Book of the Week: Garden of Marvels – Ruth Kassinger

This truly lovely book is a total nonfiction sleeper. I clued in to Kassinger with her last book, Paradise Under Glass: The Education of an Indoor Gardener, which is both a memoir and a history of conservatories. She’s a great writer—breezy, fun, accessible. And that voice serves her well as she takes us on a pin wheeling tour of botany. I love how she repeatedly brings the story back to her own garden and I’m amazed at how lucidly she lays out complex scientific idea.

So far the book has received three starred advance reviews that use words like “delightful”, “charming” and “witty.” Add a flat-out gorgeous cover and line drawings throughout and you’ve got a great gift books as well as a superb read. You’ll want to use this on your display tables throughout the spring and on past Mother’s Day.

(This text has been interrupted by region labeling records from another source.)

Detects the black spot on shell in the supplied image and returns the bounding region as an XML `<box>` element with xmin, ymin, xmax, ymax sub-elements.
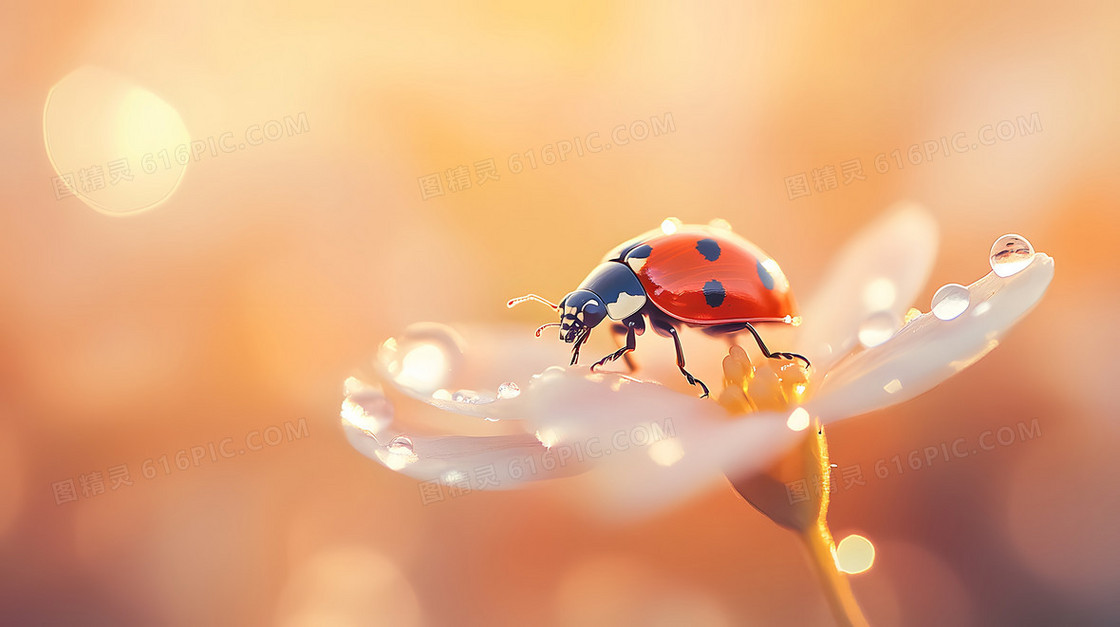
<box><xmin>703</xmin><ymin>279</ymin><xmax>727</xmax><ymax>307</ymax></box>
<box><xmin>626</xmin><ymin>244</ymin><xmax>653</xmax><ymax>259</ymax></box>
<box><xmin>697</xmin><ymin>237</ymin><xmax>720</xmax><ymax>261</ymax></box>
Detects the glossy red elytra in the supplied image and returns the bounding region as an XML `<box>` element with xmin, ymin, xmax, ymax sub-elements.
<box><xmin>506</xmin><ymin>219</ymin><xmax>809</xmax><ymax>396</ymax></box>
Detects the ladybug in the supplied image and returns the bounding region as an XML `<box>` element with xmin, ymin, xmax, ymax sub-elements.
<box><xmin>506</xmin><ymin>221</ymin><xmax>809</xmax><ymax>396</ymax></box>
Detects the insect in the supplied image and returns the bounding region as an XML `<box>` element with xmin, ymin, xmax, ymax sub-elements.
<box><xmin>506</xmin><ymin>221</ymin><xmax>809</xmax><ymax>396</ymax></box>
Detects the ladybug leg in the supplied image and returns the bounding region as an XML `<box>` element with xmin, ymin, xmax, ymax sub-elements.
<box><xmin>568</xmin><ymin>330</ymin><xmax>591</xmax><ymax>366</ymax></box>
<box><xmin>744</xmin><ymin>322</ymin><xmax>812</xmax><ymax>366</ymax></box>
<box><xmin>591</xmin><ymin>325</ymin><xmax>637</xmax><ymax>372</ymax></box>
<box><xmin>665</xmin><ymin>325</ymin><xmax>708</xmax><ymax>399</ymax></box>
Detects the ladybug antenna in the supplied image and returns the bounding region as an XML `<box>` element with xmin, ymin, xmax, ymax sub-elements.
<box><xmin>505</xmin><ymin>294</ymin><xmax>560</xmax><ymax>309</ymax></box>
<box><xmin>536</xmin><ymin>322</ymin><xmax>560</xmax><ymax>337</ymax></box>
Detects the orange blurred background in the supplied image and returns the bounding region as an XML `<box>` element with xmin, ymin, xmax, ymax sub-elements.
<box><xmin>0</xmin><ymin>2</ymin><xmax>1120</xmax><ymax>626</ymax></box>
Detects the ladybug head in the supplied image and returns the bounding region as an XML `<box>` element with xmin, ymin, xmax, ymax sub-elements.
<box><xmin>557</xmin><ymin>290</ymin><xmax>607</xmax><ymax>344</ymax></box>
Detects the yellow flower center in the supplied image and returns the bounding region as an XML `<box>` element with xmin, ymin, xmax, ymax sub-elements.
<box><xmin>719</xmin><ymin>345</ymin><xmax>809</xmax><ymax>414</ymax></box>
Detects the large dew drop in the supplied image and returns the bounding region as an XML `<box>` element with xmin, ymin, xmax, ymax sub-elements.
<box><xmin>930</xmin><ymin>283</ymin><xmax>969</xmax><ymax>320</ymax></box>
<box><xmin>988</xmin><ymin>233</ymin><xmax>1035</xmax><ymax>277</ymax></box>
<box><xmin>377</xmin><ymin>322</ymin><xmax>463</xmax><ymax>394</ymax></box>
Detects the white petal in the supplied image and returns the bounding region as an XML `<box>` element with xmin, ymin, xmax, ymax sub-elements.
<box><xmin>342</xmin><ymin>378</ymin><xmax>586</xmax><ymax>495</ymax></box>
<box><xmin>805</xmin><ymin>253</ymin><xmax>1054</xmax><ymax>422</ymax></box>
<box><xmin>374</xmin><ymin>322</ymin><xmax>566</xmax><ymax>420</ymax></box>
<box><xmin>343</xmin><ymin>423</ymin><xmax>587</xmax><ymax>493</ymax></box>
<box><xmin>781</xmin><ymin>204</ymin><xmax>937</xmax><ymax>373</ymax></box>
<box><xmin>517</xmin><ymin>371</ymin><xmax>803</xmax><ymax>518</ymax></box>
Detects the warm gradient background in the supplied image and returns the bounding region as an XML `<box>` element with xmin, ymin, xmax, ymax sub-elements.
<box><xmin>0</xmin><ymin>2</ymin><xmax>1120</xmax><ymax>626</ymax></box>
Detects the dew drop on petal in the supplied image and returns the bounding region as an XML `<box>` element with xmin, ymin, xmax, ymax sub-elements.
<box><xmin>785</xmin><ymin>408</ymin><xmax>809</xmax><ymax>431</ymax></box>
<box><xmin>339</xmin><ymin>377</ymin><xmax>393</xmax><ymax>434</ymax></box>
<box><xmin>930</xmin><ymin>283</ymin><xmax>969</xmax><ymax>320</ymax></box>
<box><xmin>858</xmin><ymin>311</ymin><xmax>898</xmax><ymax>348</ymax></box>
<box><xmin>988</xmin><ymin>233</ymin><xmax>1035</xmax><ymax>277</ymax></box>
<box><xmin>451</xmin><ymin>390</ymin><xmax>494</xmax><ymax>403</ymax></box>
<box><xmin>377</xmin><ymin>436</ymin><xmax>419</xmax><ymax>470</ymax></box>
<box><xmin>836</xmin><ymin>534</ymin><xmax>875</xmax><ymax>574</ymax></box>
<box><xmin>377</xmin><ymin>322</ymin><xmax>463</xmax><ymax>394</ymax></box>
<box><xmin>388</xmin><ymin>436</ymin><xmax>413</xmax><ymax>455</ymax></box>
<box><xmin>497</xmin><ymin>381</ymin><xmax>521</xmax><ymax>399</ymax></box>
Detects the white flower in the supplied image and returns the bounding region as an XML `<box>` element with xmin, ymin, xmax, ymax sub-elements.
<box><xmin>342</xmin><ymin>207</ymin><xmax>1054</xmax><ymax>516</ymax></box>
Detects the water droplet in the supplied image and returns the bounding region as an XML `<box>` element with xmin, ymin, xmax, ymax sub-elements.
<box><xmin>497</xmin><ymin>381</ymin><xmax>521</xmax><ymax>399</ymax></box>
<box><xmin>859</xmin><ymin>311</ymin><xmax>898</xmax><ymax>348</ymax></box>
<box><xmin>930</xmin><ymin>283</ymin><xmax>969</xmax><ymax>320</ymax></box>
<box><xmin>451</xmin><ymin>390</ymin><xmax>494</xmax><ymax>404</ymax></box>
<box><xmin>377</xmin><ymin>322</ymin><xmax>463</xmax><ymax>394</ymax></box>
<box><xmin>988</xmin><ymin>233</ymin><xmax>1035</xmax><ymax>277</ymax></box>
<box><xmin>339</xmin><ymin>377</ymin><xmax>393</xmax><ymax>433</ymax></box>
<box><xmin>377</xmin><ymin>436</ymin><xmax>420</xmax><ymax>470</ymax></box>
<box><xmin>785</xmin><ymin>408</ymin><xmax>810</xmax><ymax>431</ymax></box>
<box><xmin>836</xmin><ymin>534</ymin><xmax>875</xmax><ymax>574</ymax></box>
<box><xmin>388</xmin><ymin>436</ymin><xmax>413</xmax><ymax>455</ymax></box>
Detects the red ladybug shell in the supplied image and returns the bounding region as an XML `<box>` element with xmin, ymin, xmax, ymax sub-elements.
<box><xmin>615</xmin><ymin>226</ymin><xmax>797</xmax><ymax>326</ymax></box>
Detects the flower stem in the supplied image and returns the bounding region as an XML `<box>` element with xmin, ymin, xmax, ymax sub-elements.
<box><xmin>797</xmin><ymin>523</ymin><xmax>868</xmax><ymax>627</ymax></box>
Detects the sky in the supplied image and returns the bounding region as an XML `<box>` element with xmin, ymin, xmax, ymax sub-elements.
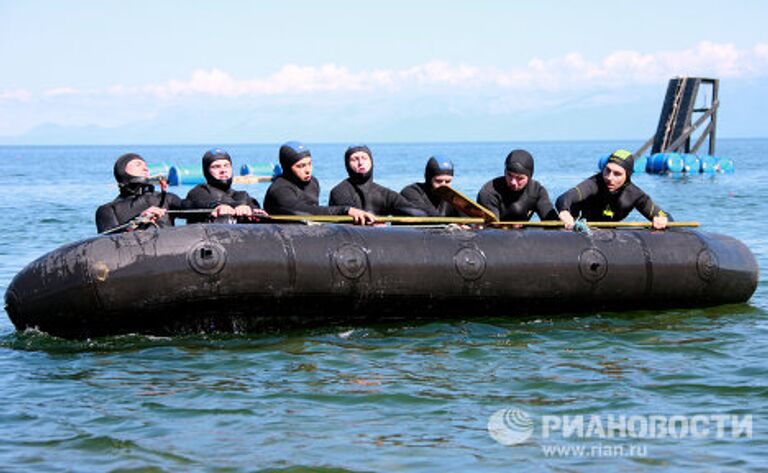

“Kassinger plays a chatty and knowledgeable tour guide on a pleasant ramble through the world of plants, taking time not only to stop and smell the flowers, but to investigate their histories. Inspired by her desire to understand the plants in her greenhouse and her neighborhood, she bounces between the evolutionary history of plants; … the gossipy social history of the people who studied, debated, argued, and discovered the principles of modern botany; and personal interviews with modern researchers and growers who specialize in quirky plants and breeding programs. In this last element, Kassinger is at her most delightful, exploring giant pumpkins, …  nickel-mining flowers, and giant grasses able to produce enough biomass to run a high-efficiency tomato greenhouse with vines 60 feet tall. Kassinger weaves a huge amount of information into what still feels like a personal memoir, and by the end of this effortless afternoon stroll with her, readers will be startled to realize how much they have learned.”
Publishers Weekly (starred review)

“[A]n informal, entertaining account of how early researchers discovered how plants work and what scientists are still learning about plants today. The author combines her lively botanical history with personal anecdotes about her own plant adventures and misadventures, and she also chronicles her visits to universities and nurseries, where accommodating, knowledgeable people shared their expertise with her. It is clear that Kassinger has done considerable research as well, for her account is rich with portraits of men from the 17th century on struggling to understand the anatomy and physiology of plants. She writes of the techniques they used, the observations they made, what they misunderstood and what they got right…. A bonus of the book is the simple line drawings by Eva-Maria Ruhl, which illustrate Kassinger’s lucid prose, making some botanical details even clearer. Especially charming is her drawing of a borametz, a plant that even educated Europeans in the early 17th century believed grew a tiny, living baby sheep on its stalk.  A delightful book, fun to read and share—green thumb not required.”
Kirkus (starred review)

“An amiable and enthusiastic guide, she avoids a strict chronological treatment of the evolving science of botany, instead moving easily back and forth between historical and modern times. Kassinger punctuates her account with practical plant conundrums: Why, for example, did a neighbor’s old hickory tree die? How do those megapumpkins get to be so big? How do breeders engineer black petunias? Kassinger shows the progress of botany as resembling other branches of knowledge—i.e., built on the shoulders of giants—and she brings to life pioneering figures such as Robert Hooke, Marcello Malpighi, Nehemiah Grew, Joseph Priestly, and Charles Darwin…. VERDICT Kassinger’s witty approach to a complex subject will win readers, but her really neat idea is to fit a personal quest for greater botanical knowledge within the larger historical development of the science.”
Library Journal (starred review)

“A charmingly accessible history of botany, full of the strange and wondrous, for readers intimidated by science.”
Shelf Awareness

A Garden of Marvels: How We Discovered that Flowers Have Sex, Leaves Eat Air, and Other Secrets of Plants (9780062048998) by Ruth Kassinger. $25.99 hardcover. 2/25/14 on sale.